LONDON -- WikiLeaks founder and former hacker Julian Assange could be evicted from the Ecuadorian embassy in London where he has lived for six years while claiming diplomatic asylum, according to reports. The embassy cut off Assange’s internet connections, computers and phones several months ago, though he still speaks with his lawyers.
Assange sought refuge at Ecuador's embassy in the U.K. in 2012, after he broke bail connected to sexual assault allegations against him in Sweden. Though the Swedish investigation was dropped in 2017, the U.K. warrant for his arrest on bail-jumping charges remains. As long as he remains in the embassy, he cannot be arrested by U.K. authorities.
The Ecuadorian president’s recent trip to London included closed-door discussions with British officials, according to a report on Saturday from The Intercept. The agreement could lead to the embassy expelling Assange, at which point he would be handed over to authorities in London.
Questions remain about whether the British would extradite Assange to the U.S., where lawmakers have vowed to prosecute him for publishing hundreds of thousands of classified U.S. government documents.
How Julian Assange and WikiLeaks became wanted
Julian Assange, born in Australia in 1971, is a computer programmer by trade who has been involved in hacking schemes, including attacks targeting the Pentagon, the U.S. Department of Defense, NASA, the U.S. Navy and several private American companies.
In 2006, he founded the website WikiLeaks, which published secret information leaked to the site by whistleblowers.
Over the years, WikiLeaks has published massive dumps of unredacted diplomatic cables, thousands of which contained sensitive information that was not hidden, and classified intelligence documents relating to the wars in Iraq and Afghanistan. In 2007, it uploaded a U.S. Army manual for dealing with prisoners at Guantanamo Bay.
In 2010, it published a video that appeared to show a U.S. Apache helicopter firing on civilians and journalists in Iraq in 2007, which went viral. The Pentagon said that the crew at the time believed the targets were insurgents and not civilians.
One of WikiLeaks' main sources of documents was former U.S. Army intelligence officer Chelsea Manning, who was known previously as "Bradley" before transitioning to a woman. Manning was convicted by court martial and sentenced to 35 years in prison for more than a dozen charges, including under the Espionage Act. In one of his final acts as President, Barack Obama commuted Manning’s sentence, paving the way for her release in May 2017.
The website also posted emails from one of former Alaska Governor Sarah Palin's accounts, the names and addresses of members of a U.K. far-right political party, the British National Party, as well as emails that were purportedly hacked from the Sony Corporation.

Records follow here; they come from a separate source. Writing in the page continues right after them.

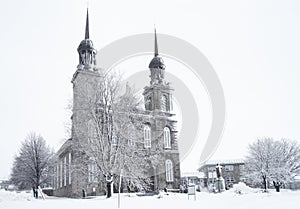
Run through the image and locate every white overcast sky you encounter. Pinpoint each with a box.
[0,0,300,179]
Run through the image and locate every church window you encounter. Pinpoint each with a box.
[64,156,67,186]
[88,120,97,141]
[59,160,63,187]
[144,125,151,148]
[164,127,171,148]
[111,135,118,146]
[166,160,173,182]
[56,164,59,189]
[161,95,168,111]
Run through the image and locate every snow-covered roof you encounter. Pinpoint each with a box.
[204,159,245,165]
[181,171,205,178]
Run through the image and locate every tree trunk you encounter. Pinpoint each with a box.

During the 2016 presidential campaign, WikiLeaks began publishing thousands of hacked emails from the Democratic National Committee, Hillary Clinton’s campaign chairman John Podesta, as well as thousands of U.S. intelligence documents.
Assange's asylum at the embassy
In June 2012, Assange was living in the U.K., out on bail, and was wearing an ankle monitor when he rang the doorbell of the Ecuadorian embassy in London to ask for political asylum. He had just lost his fight against extradition to Sweden where he was accused of rape.
It's not clear why Assange chose to ask Ecuador, but then-President Rafael Correa had a strained relationship with the U.S. The year before Assange knocked on the embassy door, Ecuador was fuming at statements in the cables exposed by WikiLeaks that showed American diplomats believed he had knowingly hired a corrupt police chief. The U.S. ambassador to Ecuador was swiftly expelled.
The embassy granted Assange's request and allowed him to live there, which sparked a major diplomatic fight with the U.K. The Metropolitan police deployed dozens of officers outside Ecuador's embassy building ready to arrest Assange if he were to leave the premises.
He has not left the building since.
However, the new government in Ecuador is making changes and the administration wants to rebuild ties with the U.S. Ecuador's new president, Lenin Moreno, has described Assange as "his inherited problem."